A project to help a river valley adapt to climate change and create an internationally important wildlife reserve now has planning permission.
East Devon District Council has approved a pioneering project to help a river valley on England’s Jurassic Coast adapt to climate change and create an internationally important wildlife reserve.
The EU-funded Lower Otter Restoration Project (LORP) will reconnect the River Otter to its historic floodplain and return the lower Otter Valley to a more natural condition; creating more than 50ha of intertidal mudflats, saltmarsh and other valuable estuarine habitats.
LORP is a partnership between the Environment Agency, local landowner Clinton Devon Estates, and the East Devon Pebblebed Heaths Conservation Trust that currently manages the estuary. It also has the support of Natural England, RSPB and Devon Wildlife Trust.
The success of the £15 million project rested on it being given the thumbs up by East Devon District Council. Planning approval means work on the project can start this spring (2021) and be completed by early 2023.

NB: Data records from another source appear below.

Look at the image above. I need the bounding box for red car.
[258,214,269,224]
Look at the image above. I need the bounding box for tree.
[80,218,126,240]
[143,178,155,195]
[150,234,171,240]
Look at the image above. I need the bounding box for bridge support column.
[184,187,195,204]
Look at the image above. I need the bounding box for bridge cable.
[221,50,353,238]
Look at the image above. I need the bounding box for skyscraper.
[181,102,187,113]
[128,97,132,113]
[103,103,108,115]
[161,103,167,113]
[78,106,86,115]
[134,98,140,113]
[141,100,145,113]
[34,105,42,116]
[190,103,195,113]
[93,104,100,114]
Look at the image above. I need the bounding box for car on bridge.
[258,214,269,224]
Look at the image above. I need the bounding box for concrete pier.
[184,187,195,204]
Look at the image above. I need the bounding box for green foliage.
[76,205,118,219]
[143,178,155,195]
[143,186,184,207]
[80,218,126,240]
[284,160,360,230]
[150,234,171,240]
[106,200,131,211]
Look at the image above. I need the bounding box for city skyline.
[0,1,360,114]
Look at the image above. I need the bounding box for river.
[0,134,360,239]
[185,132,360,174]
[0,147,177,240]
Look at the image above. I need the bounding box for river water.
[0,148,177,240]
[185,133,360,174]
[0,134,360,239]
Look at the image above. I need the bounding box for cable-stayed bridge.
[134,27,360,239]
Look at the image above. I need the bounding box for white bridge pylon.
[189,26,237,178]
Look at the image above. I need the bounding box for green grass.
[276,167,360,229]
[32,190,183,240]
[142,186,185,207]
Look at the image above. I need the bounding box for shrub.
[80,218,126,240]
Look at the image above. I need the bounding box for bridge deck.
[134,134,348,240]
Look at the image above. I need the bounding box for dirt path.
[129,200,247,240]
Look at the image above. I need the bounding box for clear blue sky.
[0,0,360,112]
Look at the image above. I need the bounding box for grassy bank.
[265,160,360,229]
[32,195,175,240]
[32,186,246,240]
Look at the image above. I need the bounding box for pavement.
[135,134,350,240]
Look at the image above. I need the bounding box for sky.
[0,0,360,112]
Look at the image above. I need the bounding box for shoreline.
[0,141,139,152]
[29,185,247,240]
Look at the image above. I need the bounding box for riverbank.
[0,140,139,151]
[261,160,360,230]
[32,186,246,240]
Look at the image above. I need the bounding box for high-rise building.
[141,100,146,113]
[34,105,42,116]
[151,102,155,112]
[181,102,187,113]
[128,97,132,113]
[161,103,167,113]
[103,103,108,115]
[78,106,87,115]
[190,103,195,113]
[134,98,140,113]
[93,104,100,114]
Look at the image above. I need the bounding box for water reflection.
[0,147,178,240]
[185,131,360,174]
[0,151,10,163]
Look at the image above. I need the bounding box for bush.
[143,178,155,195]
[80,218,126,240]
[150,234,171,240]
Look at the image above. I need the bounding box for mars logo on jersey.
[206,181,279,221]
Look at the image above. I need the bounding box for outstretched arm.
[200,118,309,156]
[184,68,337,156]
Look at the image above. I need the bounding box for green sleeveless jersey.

The Lower Otter Restoration Project is mainly funded by the European Interreg programme through an initiative called Promoting Adaptation to Changing Coasts (PACCo). It is partnered with a similar project in the Saâne Valley in Normandy, France. Both are pilot projects that aim to demonstrate an important principle – that early adaptation to climate change brings greater benefits than a delayed response or inaction. If successful, the adaptation model for these two projects will be rolled out to other locations in the UK and France.